Foam rollers come in a variety of shapes and sizes, from a four-inch travel-size to a modified half-circle to three-feet in length.
Depending on your age and range of motion, it is recommended to consult with a professional to select the right size for your needs.
Foam Roller Precautions
If you have any prior injuries, like a strain, sprain, or slipped disc, use caution when trying foam rollers. Heart patients and persons with circulatory problems should also consult with a medical professional before trying the five foam rolling techniques below.
Once you get the green light, choose the best technique based on your needs.
Five Common Foam Rolling Techniques to Try
You can foam roll nearly any part of your body, but these are the most common areas.

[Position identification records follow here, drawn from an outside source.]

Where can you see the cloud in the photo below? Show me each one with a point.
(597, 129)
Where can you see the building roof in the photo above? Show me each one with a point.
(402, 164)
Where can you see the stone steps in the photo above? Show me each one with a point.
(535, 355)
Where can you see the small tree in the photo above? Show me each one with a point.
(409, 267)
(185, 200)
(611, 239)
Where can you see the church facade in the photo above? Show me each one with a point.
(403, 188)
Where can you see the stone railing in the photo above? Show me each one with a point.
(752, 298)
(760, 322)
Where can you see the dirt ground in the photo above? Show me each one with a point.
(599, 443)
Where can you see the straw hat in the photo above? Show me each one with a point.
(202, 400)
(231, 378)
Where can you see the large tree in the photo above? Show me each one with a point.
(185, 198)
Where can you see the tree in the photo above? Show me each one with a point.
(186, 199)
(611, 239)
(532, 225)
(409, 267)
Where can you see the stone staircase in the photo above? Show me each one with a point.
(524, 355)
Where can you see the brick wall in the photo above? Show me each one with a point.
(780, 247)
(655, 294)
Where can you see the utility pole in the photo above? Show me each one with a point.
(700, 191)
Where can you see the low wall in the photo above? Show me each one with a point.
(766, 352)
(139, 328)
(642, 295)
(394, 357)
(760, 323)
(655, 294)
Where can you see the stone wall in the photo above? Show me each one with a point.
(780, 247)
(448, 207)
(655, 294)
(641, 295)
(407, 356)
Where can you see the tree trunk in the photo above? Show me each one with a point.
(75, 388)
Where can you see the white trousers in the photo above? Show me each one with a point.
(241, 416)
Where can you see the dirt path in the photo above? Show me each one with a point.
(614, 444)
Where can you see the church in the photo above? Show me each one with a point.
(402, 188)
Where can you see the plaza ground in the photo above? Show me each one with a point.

Sit on the floor with one leg underneath you for support. Extend the other leg out on top of the foam roller. With both hands at your side, raise your hips off the ground and roll the foam roller underneath your calf all the way to your ankle. Switch legs and repeat.
2. Upper Back
Prop foam roller underneath upper back and lie down on it. Crossing your arms, lift your hips up towards ceiling and alternate weight bearing on each side. Repeat.
3. Lower Back
While sitting on the ground with your hands behind you, lean back onto the foam roller. In a back-and-forth position, move across the right side of your lower back while avoiding the spine. Switch sides and repeat.
Sit with your hands behind you and place the upper part of one of your legs on top of a foam roller. While lifting your hips off the ground, roll your leg over the top of the foam roller from your hip to the knee. Switch legs and repeat.
5. IT Band
Turn on your side with your arms to support you. Lay on the foam roller making sure it is placed underneath your hip. Cross one of your legs over the top of the other and slowly roll down and up the length of your leg and end at the knee. Switch legs and repeat.
Ready, Set, Exercise
Now that you’ve got the basics of foam rollers down, including five awesome foam rolling techniques, we hope you enjoy the benefits they provide.